Subtract the following fractions and mixed numbers. Reduce to lowest terms. \(48 \frac{6}{11}-24=\) ______

Short answer

The answer is \(\frac{270}{11}\).

Step-by-step solution

Convert Mixed Number to Improper Fraction

First, convert the mixed number \(48 \frac{6}{11}\) to an improper fraction. Multiply the whole number \(48\) by the denominator \(11\) and add the numerator \(6\):\[48 \times 11 + 6 = 528 + 6 = 534.\] Now, place this result over the original denominator: \(\frac{534}{11}\).

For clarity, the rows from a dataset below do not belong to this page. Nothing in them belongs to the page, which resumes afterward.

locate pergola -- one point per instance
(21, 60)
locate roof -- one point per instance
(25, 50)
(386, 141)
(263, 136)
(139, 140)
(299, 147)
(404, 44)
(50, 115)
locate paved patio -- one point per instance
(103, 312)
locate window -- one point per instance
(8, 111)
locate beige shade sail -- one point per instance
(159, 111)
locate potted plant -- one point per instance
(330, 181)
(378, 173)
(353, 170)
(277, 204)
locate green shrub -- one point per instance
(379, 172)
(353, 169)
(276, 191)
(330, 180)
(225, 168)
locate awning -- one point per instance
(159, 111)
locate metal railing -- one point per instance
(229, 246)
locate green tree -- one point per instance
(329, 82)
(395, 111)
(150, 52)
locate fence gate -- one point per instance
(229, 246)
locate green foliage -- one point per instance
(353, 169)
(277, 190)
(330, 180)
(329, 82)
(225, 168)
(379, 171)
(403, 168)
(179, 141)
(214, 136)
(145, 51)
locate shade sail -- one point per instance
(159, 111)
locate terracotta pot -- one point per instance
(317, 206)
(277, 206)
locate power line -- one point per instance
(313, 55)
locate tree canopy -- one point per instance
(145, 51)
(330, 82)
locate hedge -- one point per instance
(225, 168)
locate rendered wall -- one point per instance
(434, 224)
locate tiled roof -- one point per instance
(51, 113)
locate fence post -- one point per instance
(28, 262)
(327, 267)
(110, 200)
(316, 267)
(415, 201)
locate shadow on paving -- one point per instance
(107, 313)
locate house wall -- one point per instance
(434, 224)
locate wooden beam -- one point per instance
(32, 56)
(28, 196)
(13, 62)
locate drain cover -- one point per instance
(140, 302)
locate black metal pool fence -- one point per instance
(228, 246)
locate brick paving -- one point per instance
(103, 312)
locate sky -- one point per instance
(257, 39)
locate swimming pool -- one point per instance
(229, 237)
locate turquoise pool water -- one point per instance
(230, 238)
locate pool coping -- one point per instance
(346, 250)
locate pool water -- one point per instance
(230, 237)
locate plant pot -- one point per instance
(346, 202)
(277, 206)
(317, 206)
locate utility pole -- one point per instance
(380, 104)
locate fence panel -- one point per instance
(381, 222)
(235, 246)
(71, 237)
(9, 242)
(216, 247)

Subtract Whole Number from Improper Fraction

We need to perform \(\frac{534}{11} - 24\). To subtract these, we express 24 as a fraction with the same denominator: \(24 = \frac{264}{11}\). Now, subtract the fractions:\[\frac{534}{11} - \frac{264}{11} = \frac{534 - 264}{11} = \frac{270}{11}.\]

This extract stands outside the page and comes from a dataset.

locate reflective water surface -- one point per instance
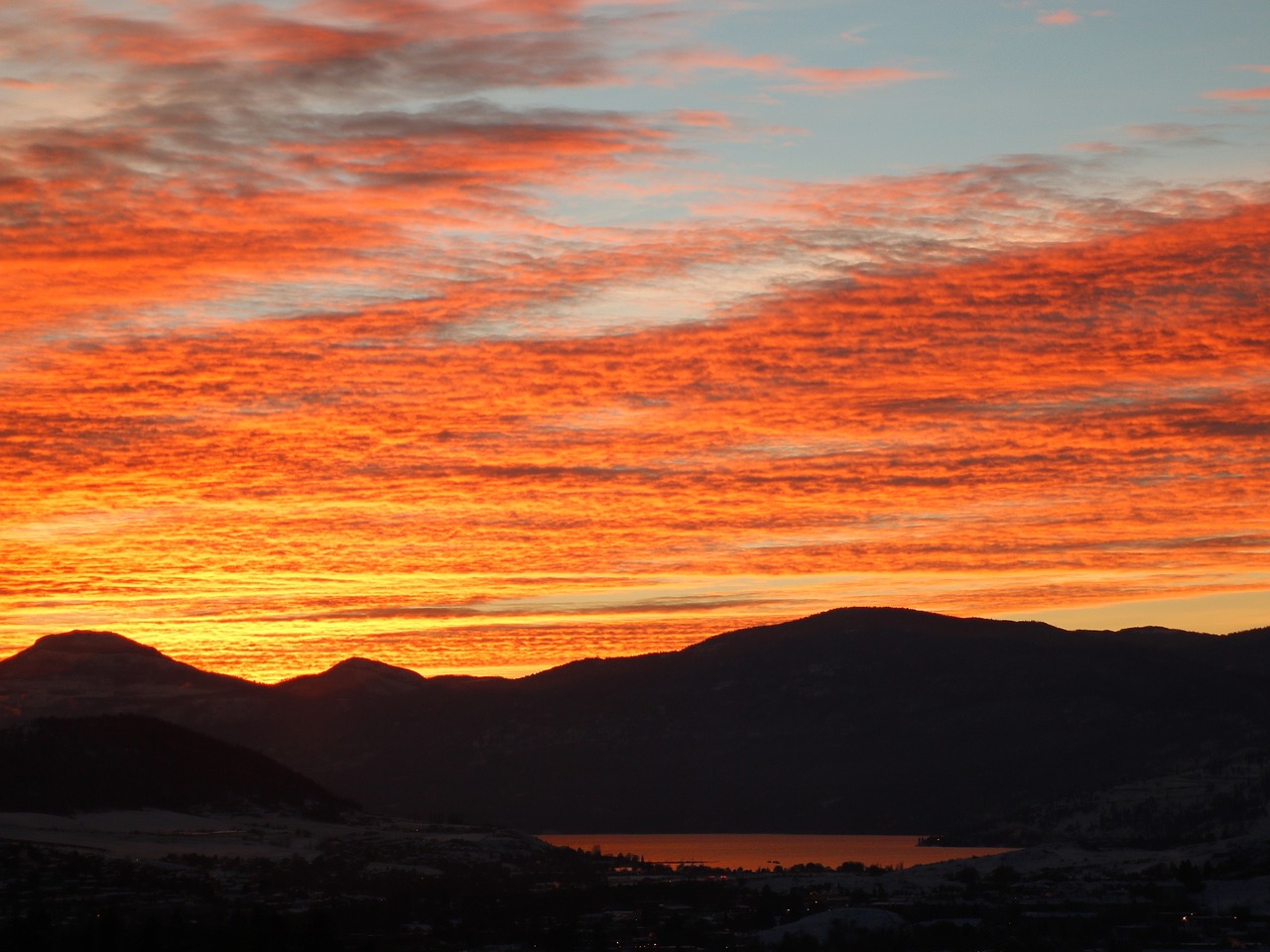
(757, 851)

Reduce the Fraction to Lowest Terms

To reduce \(\frac{270}{11}\) to its lowest terms, note that 11 is a prime number and does not divide evenly into 270. Thus, \(\frac{270}{11}\) is already in its simplest form.

Key concepts

Mixed Numbers

Mixed numbers are a combination of a whole number and a fraction. They are often used in everyday situations because they are easier to understand at a glance. For example, if you eat "1 and a half" pizzas, it makes more sense to say "1 pizza and 1/2" rather than an improper fraction like "3/2".

To perform operations like addition, subtraction, or multiplication on mixed numbers, it's usually best to convert them into improper fractions first. This is because improper fractions are easier to manage arithmetically, as they lack the addition of the whole number part and fraction part. In our example, the mixed number \(48 \frac{6}{11}\) can be converted to an improper fraction \(\frac{534}{11}\). This conversion allows us to subtract and add fractions smoothly.

Improper Fractions

Improper fractions have a numerator larger than or equal to the denominator, meaning the fraction's value is equal to or greater than 1. They are especially useful for calculations involving mixed numbers because they leverage a single top-heavy fraction.

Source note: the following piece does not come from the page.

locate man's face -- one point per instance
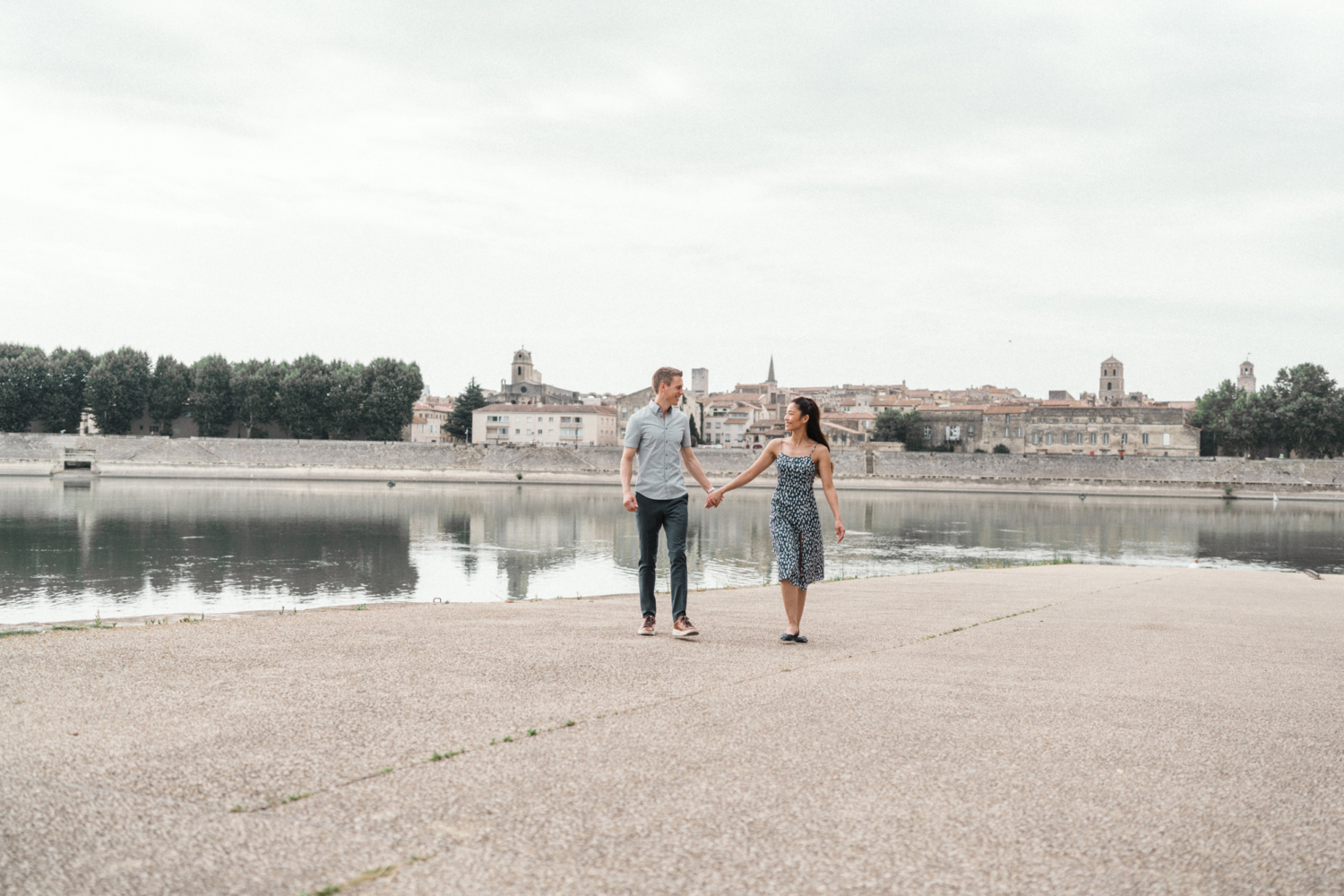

To convert a mixed number into an improper fraction, multiply the whole number by the denominator and add the numerator. Place the result over the original denominator. For example, with the mixed number \(48 \frac{6}{11}\), you multiply 48 by 11 and add 6 to get 534, resulting in the improper fraction \(\frac{534}{11}\).

Improper fractions ensure a straightforward process for operations like subtraction, making it simpler by dealing with one type of number rather than two.

Reducing Fractions

Reducing fractions means simplifying them to their most basic form, where the numerator and denominator have no common factors other than 1. This is sometimes called simplifying or putting a fraction into its lowest terms.

To reduce a fraction, find the greatest common factor (GCF) of the numerator and the denominator, then divide both by this number. However, in our example, since the denominator is 11, a prime number, we simply need to check if it divides evenly into the numerator, which it doesn't in this case. So, \(\frac{270}{11}\) is already in its simplest form.

Remember, reducing fractions can make your answers clearer and are often expected in final results.

Lowest Terms

Bringing a fraction to its lowest terms means simplifying it as much as possible. This makes it more readily comparable and easier to understand, similar to simplifying mathematical equations.

A fraction is in its lowest terms when you can't divide the numerator and denominator by any number other than 1. In problems that ask for the answer in lowest terms, it's crucial to check this final step. Let's say we ended up with \(\frac{270}{11}\); since 11 doesn't divide 270 evenly, we know that fraction is in lowest terms.

• Check divisibility by smallest primes first, like 2, 3, 5, etc.
• Ensure no further common factors exist.

Keeping fractions in their simplest form helps make mathematical communication consistent and understandable.